Vote des militaires : à droite toute

Vote des militaires : à droite toute

Une meilleure connaissance du monde des armées passe également par une analyse de ses opinions politiques. Comment a évolué le vote militaire dans le temps ? Est-il le reflet de celui de la population française ? Dans le cadre de notre grand dossier sur l’armée française, le politologue Pascal Perrineau (promo 74) s’est attelé à un décryptage des habitudes électorales de la Grande Muette.

Par Pascal Perrineau

Défilé du 14 Juillet (Crédits: Pixinoo, Shutterstock)
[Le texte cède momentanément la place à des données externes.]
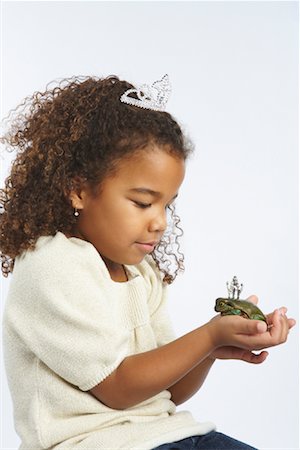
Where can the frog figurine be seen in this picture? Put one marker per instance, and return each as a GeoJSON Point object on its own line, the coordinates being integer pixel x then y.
{"type": "Point", "coordinates": [233, 304]}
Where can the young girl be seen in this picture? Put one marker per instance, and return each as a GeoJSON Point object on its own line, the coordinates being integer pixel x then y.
{"type": "Point", "coordinates": [89, 230]}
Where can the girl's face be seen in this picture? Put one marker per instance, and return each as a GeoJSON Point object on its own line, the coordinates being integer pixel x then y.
{"type": "Point", "coordinates": [127, 218]}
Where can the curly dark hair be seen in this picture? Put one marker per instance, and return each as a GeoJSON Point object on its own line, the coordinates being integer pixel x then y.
{"type": "Point", "coordinates": [77, 130]}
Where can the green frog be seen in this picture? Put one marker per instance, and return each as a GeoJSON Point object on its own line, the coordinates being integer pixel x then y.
{"type": "Point", "coordinates": [233, 304]}
{"type": "Point", "coordinates": [239, 307]}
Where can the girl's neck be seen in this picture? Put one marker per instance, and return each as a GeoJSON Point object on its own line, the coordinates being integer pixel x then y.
{"type": "Point", "coordinates": [117, 271]}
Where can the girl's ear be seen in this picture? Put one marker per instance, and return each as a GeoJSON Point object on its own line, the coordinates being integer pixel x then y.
{"type": "Point", "coordinates": [76, 192]}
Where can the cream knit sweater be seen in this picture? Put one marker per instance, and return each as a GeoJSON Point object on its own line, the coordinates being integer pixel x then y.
{"type": "Point", "coordinates": [66, 327]}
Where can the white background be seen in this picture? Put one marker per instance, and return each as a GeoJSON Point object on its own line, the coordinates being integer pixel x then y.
{"type": "Point", "coordinates": [234, 71]}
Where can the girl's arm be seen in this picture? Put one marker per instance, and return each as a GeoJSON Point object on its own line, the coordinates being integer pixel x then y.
{"type": "Point", "coordinates": [144, 375]}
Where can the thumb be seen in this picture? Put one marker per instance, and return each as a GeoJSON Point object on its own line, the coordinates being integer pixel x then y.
{"type": "Point", "coordinates": [254, 326]}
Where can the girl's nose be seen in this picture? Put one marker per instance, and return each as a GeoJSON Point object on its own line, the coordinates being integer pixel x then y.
{"type": "Point", "coordinates": [159, 222]}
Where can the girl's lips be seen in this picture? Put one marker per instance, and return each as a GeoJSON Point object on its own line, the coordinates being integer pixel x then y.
{"type": "Point", "coordinates": [147, 247]}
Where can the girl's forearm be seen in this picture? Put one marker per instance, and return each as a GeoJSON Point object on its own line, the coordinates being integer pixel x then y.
{"type": "Point", "coordinates": [144, 375]}
{"type": "Point", "coordinates": [190, 383]}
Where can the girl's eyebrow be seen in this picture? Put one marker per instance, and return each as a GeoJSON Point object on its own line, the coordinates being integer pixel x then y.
{"type": "Point", "coordinates": [142, 190]}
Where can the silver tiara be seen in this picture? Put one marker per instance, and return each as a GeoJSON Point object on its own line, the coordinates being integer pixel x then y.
{"type": "Point", "coordinates": [150, 97]}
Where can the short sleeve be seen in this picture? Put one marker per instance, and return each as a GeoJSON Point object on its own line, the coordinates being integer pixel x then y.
{"type": "Point", "coordinates": [64, 314]}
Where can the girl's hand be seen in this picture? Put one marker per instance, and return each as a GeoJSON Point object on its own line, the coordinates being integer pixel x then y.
{"type": "Point", "coordinates": [239, 353]}
{"type": "Point", "coordinates": [235, 331]}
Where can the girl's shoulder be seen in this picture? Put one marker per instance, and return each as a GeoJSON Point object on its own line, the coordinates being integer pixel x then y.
{"type": "Point", "coordinates": [58, 254]}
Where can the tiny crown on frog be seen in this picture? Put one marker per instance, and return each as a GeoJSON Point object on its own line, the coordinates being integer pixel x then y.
{"type": "Point", "coordinates": [234, 289]}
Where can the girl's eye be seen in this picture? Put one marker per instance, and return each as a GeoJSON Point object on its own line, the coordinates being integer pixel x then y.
{"type": "Point", "coordinates": [142, 205]}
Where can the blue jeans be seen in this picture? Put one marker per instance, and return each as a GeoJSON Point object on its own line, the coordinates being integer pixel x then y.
{"type": "Point", "coordinates": [209, 441]}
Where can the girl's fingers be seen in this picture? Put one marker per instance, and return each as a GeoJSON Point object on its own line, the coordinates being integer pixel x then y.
{"type": "Point", "coordinates": [251, 327]}
{"type": "Point", "coordinates": [255, 358]}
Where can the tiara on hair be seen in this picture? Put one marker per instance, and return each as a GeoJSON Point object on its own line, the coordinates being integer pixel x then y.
{"type": "Point", "coordinates": [153, 97]}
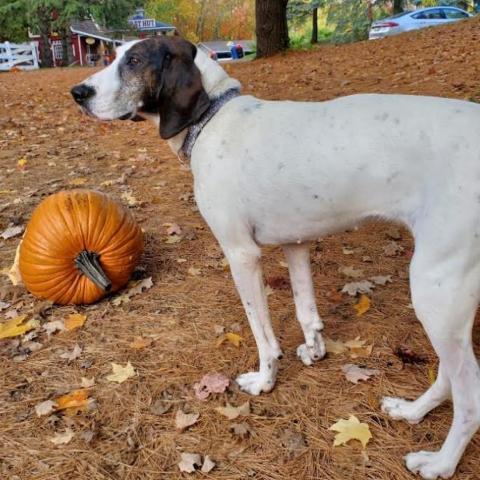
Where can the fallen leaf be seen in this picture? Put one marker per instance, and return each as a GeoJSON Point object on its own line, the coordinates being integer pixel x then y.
{"type": "Point", "coordinates": [17, 326]}
{"type": "Point", "coordinates": [173, 228]}
{"type": "Point", "coordinates": [233, 412]}
{"type": "Point", "coordinates": [351, 272]}
{"type": "Point", "coordinates": [392, 248]}
{"type": "Point", "coordinates": [78, 181]}
{"type": "Point", "coordinates": [208, 465]}
{"type": "Point", "coordinates": [407, 355]}
{"type": "Point", "coordinates": [354, 288]}
{"type": "Point", "coordinates": [74, 320]}
{"type": "Point", "coordinates": [230, 337]}
{"type": "Point", "coordinates": [351, 429]}
{"type": "Point", "coordinates": [75, 399]}
{"type": "Point", "coordinates": [62, 438]}
{"type": "Point", "coordinates": [73, 355]}
{"type": "Point", "coordinates": [194, 272]}
{"type": "Point", "coordinates": [184, 420]}
{"type": "Point", "coordinates": [87, 382]}
{"type": "Point", "coordinates": [278, 283]}
{"type": "Point", "coordinates": [120, 374]}
{"type": "Point", "coordinates": [45, 408]}
{"type": "Point", "coordinates": [354, 373]}
{"type": "Point", "coordinates": [54, 326]}
{"type": "Point", "coordinates": [381, 279]}
{"type": "Point", "coordinates": [241, 430]}
{"type": "Point", "coordinates": [363, 305]}
{"type": "Point", "coordinates": [334, 346]}
{"type": "Point", "coordinates": [211, 383]}
{"type": "Point", "coordinates": [11, 232]}
{"type": "Point", "coordinates": [189, 462]}
{"type": "Point", "coordinates": [140, 343]}
{"type": "Point", "coordinates": [129, 198]}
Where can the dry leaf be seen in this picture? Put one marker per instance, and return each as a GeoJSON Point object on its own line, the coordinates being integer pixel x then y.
{"type": "Point", "coordinates": [233, 412]}
{"type": "Point", "coordinates": [354, 288]}
{"type": "Point", "coordinates": [87, 382]}
{"type": "Point", "coordinates": [351, 272]}
{"type": "Point", "coordinates": [392, 248]}
{"type": "Point", "coordinates": [73, 355]}
{"type": "Point", "coordinates": [334, 346]}
{"type": "Point", "coordinates": [351, 429]}
{"type": "Point", "coordinates": [354, 373]}
{"type": "Point", "coordinates": [184, 420]}
{"type": "Point", "coordinates": [230, 337]}
{"type": "Point", "coordinates": [194, 272]}
{"type": "Point", "coordinates": [208, 465]}
{"type": "Point", "coordinates": [45, 408]}
{"type": "Point", "coordinates": [189, 462]}
{"type": "Point", "coordinates": [140, 343]}
{"type": "Point", "coordinates": [211, 383]}
{"type": "Point", "coordinates": [74, 320]}
{"type": "Point", "coordinates": [62, 438]}
{"type": "Point", "coordinates": [78, 181]}
{"type": "Point", "coordinates": [11, 232]}
{"type": "Point", "coordinates": [362, 306]}
{"type": "Point", "coordinates": [54, 326]}
{"type": "Point", "coordinates": [17, 326]}
{"type": "Point", "coordinates": [120, 374]}
{"type": "Point", "coordinates": [381, 279]}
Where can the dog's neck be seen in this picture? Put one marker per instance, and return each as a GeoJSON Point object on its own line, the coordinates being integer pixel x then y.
{"type": "Point", "coordinates": [215, 81]}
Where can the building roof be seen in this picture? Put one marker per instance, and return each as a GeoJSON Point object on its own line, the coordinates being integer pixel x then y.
{"type": "Point", "coordinates": [91, 29]}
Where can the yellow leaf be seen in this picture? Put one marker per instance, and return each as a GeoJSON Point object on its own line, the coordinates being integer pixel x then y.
{"type": "Point", "coordinates": [75, 401]}
{"type": "Point", "coordinates": [351, 429]}
{"type": "Point", "coordinates": [74, 320]}
{"type": "Point", "coordinates": [362, 306]}
{"type": "Point", "coordinates": [78, 181]}
{"type": "Point", "coordinates": [120, 374]}
{"type": "Point", "coordinates": [230, 337]}
{"type": "Point", "coordinates": [140, 343]}
{"type": "Point", "coordinates": [16, 326]}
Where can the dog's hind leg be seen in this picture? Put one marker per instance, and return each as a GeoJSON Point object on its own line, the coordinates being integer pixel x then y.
{"type": "Point", "coordinates": [298, 258]}
{"type": "Point", "coordinates": [445, 284]}
{"type": "Point", "coordinates": [247, 273]}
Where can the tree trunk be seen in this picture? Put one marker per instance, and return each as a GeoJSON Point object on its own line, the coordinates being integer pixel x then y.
{"type": "Point", "coordinates": [397, 6]}
{"type": "Point", "coordinates": [314, 38]}
{"type": "Point", "coordinates": [271, 27]}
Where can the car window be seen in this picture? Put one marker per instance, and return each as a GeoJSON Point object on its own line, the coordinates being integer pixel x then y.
{"type": "Point", "coordinates": [432, 14]}
{"type": "Point", "coordinates": [451, 13]}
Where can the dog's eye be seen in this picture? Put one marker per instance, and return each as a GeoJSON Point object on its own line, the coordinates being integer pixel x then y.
{"type": "Point", "coordinates": [133, 61]}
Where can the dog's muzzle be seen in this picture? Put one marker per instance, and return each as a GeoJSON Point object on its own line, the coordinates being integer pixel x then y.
{"type": "Point", "coordinates": [81, 93]}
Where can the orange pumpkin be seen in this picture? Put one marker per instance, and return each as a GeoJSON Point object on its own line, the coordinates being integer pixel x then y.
{"type": "Point", "coordinates": [79, 245]}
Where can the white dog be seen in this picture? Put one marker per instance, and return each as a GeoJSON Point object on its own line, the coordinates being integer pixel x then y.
{"type": "Point", "coordinates": [285, 173]}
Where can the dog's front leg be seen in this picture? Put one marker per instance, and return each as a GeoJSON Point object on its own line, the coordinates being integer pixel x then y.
{"type": "Point", "coordinates": [247, 274]}
{"type": "Point", "coordinates": [298, 258]}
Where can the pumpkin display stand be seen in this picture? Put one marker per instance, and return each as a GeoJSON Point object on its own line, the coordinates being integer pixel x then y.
{"type": "Point", "coordinates": [78, 246]}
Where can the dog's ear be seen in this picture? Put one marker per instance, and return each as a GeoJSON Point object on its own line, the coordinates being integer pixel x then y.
{"type": "Point", "coordinates": [181, 97]}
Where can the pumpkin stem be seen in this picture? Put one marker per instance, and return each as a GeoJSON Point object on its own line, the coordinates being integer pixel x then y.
{"type": "Point", "coordinates": [87, 262]}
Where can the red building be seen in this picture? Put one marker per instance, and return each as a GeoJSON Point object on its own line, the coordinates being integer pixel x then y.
{"type": "Point", "coordinates": [94, 45]}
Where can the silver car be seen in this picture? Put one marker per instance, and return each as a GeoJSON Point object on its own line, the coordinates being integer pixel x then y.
{"type": "Point", "coordinates": [413, 20]}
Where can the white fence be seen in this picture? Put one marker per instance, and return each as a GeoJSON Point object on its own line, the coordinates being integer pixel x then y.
{"type": "Point", "coordinates": [23, 57]}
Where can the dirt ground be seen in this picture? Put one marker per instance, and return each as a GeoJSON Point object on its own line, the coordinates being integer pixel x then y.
{"type": "Point", "coordinates": [122, 438]}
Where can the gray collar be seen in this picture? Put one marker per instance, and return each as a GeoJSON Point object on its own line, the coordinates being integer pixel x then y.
{"type": "Point", "coordinates": [196, 129]}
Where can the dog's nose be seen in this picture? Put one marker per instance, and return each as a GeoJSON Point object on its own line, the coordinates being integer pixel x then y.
{"type": "Point", "coordinates": [82, 92]}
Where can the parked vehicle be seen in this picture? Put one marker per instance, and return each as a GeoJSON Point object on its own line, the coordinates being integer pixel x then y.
{"type": "Point", "coordinates": [414, 20]}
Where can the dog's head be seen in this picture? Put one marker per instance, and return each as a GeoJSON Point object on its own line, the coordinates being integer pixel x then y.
{"type": "Point", "coordinates": [153, 76]}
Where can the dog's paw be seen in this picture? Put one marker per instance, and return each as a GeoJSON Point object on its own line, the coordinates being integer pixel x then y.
{"type": "Point", "coordinates": [255, 383]}
{"type": "Point", "coordinates": [313, 350]}
{"type": "Point", "coordinates": [430, 465]}
{"type": "Point", "coordinates": [400, 409]}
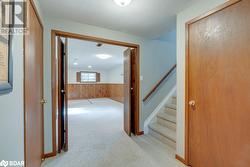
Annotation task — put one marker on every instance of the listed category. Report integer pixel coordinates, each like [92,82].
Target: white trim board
[158,109]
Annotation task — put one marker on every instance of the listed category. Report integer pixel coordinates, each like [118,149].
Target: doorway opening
[81,85]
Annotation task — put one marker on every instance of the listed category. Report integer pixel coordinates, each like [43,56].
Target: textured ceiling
[146,18]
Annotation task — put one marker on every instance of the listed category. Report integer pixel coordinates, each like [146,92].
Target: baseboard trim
[140,133]
[179,158]
[49,155]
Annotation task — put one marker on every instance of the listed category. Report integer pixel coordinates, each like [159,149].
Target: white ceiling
[147,18]
[84,53]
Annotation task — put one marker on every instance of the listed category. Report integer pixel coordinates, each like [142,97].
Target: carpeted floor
[96,139]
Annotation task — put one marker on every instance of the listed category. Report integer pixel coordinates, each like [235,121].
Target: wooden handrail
[159,83]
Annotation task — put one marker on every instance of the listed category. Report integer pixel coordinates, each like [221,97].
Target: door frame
[187,118]
[54,34]
[25,91]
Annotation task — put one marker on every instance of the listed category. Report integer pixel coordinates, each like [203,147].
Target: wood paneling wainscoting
[96,90]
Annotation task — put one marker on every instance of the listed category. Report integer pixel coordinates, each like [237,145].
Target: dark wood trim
[54,92]
[179,158]
[213,11]
[24,90]
[48,155]
[140,133]
[159,83]
[55,33]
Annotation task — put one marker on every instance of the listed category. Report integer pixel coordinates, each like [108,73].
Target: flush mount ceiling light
[103,56]
[122,3]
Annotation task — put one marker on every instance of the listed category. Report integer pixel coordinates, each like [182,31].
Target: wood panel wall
[90,91]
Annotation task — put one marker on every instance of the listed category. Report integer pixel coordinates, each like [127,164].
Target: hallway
[96,139]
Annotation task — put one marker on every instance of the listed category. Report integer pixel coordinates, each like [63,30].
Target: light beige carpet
[96,138]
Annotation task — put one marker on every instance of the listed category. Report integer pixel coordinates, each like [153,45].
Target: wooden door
[127,91]
[33,89]
[62,96]
[133,91]
[219,88]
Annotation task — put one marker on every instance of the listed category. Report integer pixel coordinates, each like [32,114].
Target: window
[85,76]
[88,77]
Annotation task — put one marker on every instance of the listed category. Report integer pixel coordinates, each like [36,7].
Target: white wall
[12,108]
[182,18]
[153,54]
[116,75]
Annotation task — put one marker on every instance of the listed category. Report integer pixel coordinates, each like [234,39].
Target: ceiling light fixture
[103,56]
[122,3]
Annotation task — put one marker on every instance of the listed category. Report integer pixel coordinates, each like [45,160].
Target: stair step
[167,117]
[167,124]
[170,111]
[171,105]
[163,134]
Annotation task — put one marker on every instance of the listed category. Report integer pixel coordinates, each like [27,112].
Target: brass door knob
[192,103]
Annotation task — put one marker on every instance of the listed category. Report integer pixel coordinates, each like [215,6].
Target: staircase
[163,127]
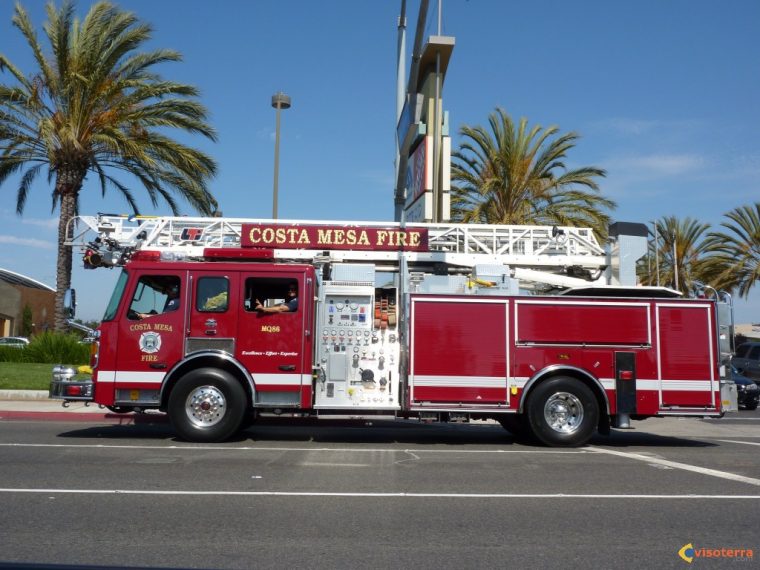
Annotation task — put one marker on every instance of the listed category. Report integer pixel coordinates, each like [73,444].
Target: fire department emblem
[150,342]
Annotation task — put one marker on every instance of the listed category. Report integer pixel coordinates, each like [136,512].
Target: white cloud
[27,242]
[629,126]
[646,166]
[51,223]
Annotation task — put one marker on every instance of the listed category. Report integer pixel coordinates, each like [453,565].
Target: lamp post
[279,101]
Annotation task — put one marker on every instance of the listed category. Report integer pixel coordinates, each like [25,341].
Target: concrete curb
[23,394]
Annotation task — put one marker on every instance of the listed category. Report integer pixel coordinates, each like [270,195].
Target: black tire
[562,412]
[207,405]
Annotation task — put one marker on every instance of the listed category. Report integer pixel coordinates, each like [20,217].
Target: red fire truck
[441,322]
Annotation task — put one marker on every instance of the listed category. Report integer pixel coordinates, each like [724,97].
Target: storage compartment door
[458,351]
[686,356]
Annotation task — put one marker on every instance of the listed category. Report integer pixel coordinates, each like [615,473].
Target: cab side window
[212,295]
[271,292]
[154,295]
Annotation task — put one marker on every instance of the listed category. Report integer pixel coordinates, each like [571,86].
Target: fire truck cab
[425,322]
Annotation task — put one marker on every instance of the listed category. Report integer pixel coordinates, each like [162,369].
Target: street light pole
[279,101]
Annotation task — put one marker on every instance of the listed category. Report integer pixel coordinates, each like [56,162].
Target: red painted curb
[93,417]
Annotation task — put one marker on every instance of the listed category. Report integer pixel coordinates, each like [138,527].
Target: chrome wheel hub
[563,412]
[206,406]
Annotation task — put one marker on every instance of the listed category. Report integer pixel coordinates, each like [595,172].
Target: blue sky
[664,95]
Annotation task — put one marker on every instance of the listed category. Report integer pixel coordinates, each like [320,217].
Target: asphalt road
[386,495]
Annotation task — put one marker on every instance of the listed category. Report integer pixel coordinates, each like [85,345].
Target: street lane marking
[372,495]
[737,441]
[682,466]
[320,449]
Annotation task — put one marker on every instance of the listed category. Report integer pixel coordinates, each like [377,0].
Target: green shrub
[49,348]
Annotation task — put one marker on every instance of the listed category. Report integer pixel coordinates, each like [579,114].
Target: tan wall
[13,298]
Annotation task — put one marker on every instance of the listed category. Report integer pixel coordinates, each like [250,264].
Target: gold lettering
[324,236]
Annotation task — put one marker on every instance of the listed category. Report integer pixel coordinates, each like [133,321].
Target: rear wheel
[562,412]
[207,405]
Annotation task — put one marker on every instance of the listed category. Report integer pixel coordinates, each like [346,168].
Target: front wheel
[207,405]
[562,412]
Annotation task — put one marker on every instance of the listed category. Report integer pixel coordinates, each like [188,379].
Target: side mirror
[70,303]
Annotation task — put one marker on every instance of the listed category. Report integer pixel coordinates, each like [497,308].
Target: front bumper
[68,385]
[748,397]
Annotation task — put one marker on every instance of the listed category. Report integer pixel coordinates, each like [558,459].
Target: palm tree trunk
[67,188]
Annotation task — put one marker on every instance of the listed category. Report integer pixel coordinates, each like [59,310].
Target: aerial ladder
[541,258]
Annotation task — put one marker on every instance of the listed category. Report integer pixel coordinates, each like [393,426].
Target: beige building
[18,291]
[748,330]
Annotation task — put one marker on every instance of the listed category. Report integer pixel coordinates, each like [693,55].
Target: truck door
[213,311]
[150,336]
[687,355]
[275,346]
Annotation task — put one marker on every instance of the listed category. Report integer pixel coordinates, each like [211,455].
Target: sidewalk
[35,405]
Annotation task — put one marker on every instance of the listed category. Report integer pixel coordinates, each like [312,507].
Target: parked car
[14,341]
[747,360]
[747,391]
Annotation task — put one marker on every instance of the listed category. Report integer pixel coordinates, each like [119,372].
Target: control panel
[358,348]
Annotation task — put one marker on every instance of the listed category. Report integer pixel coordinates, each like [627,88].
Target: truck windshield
[113,304]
Pour des raisons historiques et culturelles, le tropisme politique des militaires est en faveur de la droite. Et pourtant, dans la période post-révolutionnaire de la fin du XVIIIe et du début du XIXe siècle, le soldat n’avait pas bonne presse dans la droite ultra et chez les royalistes. Il apparaissait alors, selon les termes de Raoul Girardet, comme le « jacobin botté, assiégeant des châteaux et démolisseur des cloîtres ». 

Ainsi, jusqu’au milieu du XIXe siècle, l’idée militaire fut exaltée par la gauche libérale. Mais, de l’affaire Dreyfus au traumatisme de 1940, du coup d’État du 2 décembre 1851 à la guerre d’Algérie, l’armée est devenue de droite. À l’image du bretteur révolutionnaire épris de liberté et de démocratie se substituera celle du défenseur de l’ordre et des valeurs d’autorité. Ceux qui aspirent à un changement de l’ordre établi vont même tomber dans l’antimilitarisme et la dénonciation d’une « armée prétorienne ». Cela n’empêcha pas l’armée française de se rallier à une forte culture de neutralité et d’obéissance au pouvoir politique légitimement élu. 

Cependant, derrière la neutralité d’une institution très rarement prise en défaut, les hommes et les femmes qui la constituent restent attirés par des valeurs et des attitudes proches de la droite dans ses diverses composantes. Dans la vague 24.1 de l’enquête du Cevipof-Ipsos pour le journal Le Monde et la Fondation Jean Jaurès, réalisée du 9 au 15 avril 2021, 10 000 personnes ont été interrogées sur leurs préférences politiques. Parmi celles-ci, on compte 158 militaires et policiers à partir desquels on peut dresser un portrait contemporain de leurs choix politiques. Pour des raisons d’effectifs, les policiers sont mêlés aux militaires, sans que l’on ait l’impression que les premiers divergent profondément des seconds.

Tout d’abord, en termes d’attitude générale, les militaires et les policiers se positionnent beaucoup plus à droite que la moyenne des Français. Ils sont 64 % à choisir la droite (contre 33 % de la moyenne des Français), 26 % le centre (contre 39 %) et 5 % la gauche (contre 18 %). En termes de proximité partisane, le Rassemblement national (39 % contre 21 % dans la moyenne nationale) et Les Républicains (25 % contre 15 %) arrivent très nettement en tête devant LREM (14 % contre 17 %) et le PS (4 % contre 11 %). Ensuite, en termes d’orientation des intentions de vote pour la prochaine élection présidentielle de 2022, Marine Le Pen fait la course largement en tête (44 % d’intentions de vote dans le cadre d’un premier tour contre 26 % dans la moyenne nationale) devant Xavier Bertrand (24 % contre 15 %) et Emmanuel Macron (20 % contre 24 %) ; les différents candidats de gauche et de l’écologie rassemblant seulement 7 % d’intentions de vote des militaires et des policiers (contre 32 % en moyenne nationale). Une analyse géographique sur le vote des casernes réalisée en juillet 2019 aboutit aux mêmes conclusions. 

Ainsi, comme on peut le constater, la tendance droitière des militaires se confirme, même si elle ne connaît aucune accentuation particulière au cours des dernières années. L’attachement à des valeurs d’ordre, de service de la nation, de valorisation de l’unité de cette dernière ainsi que de défense du « pré carré national » contre les menaces internes et externes sont autant de soubassements forts de leur attirance pour la droite. L’ordre, une sensibilité particulière au national et un souci viscéral de l’unité sont autant de « vertus militaires ». Elles sont davantage en harmonie avec une droite qui les valorise qu’avec une gauche qui les relativise ou les conteste. 

Ce portrait a été initialement publié dans le numéro 22 d’Émile magazine.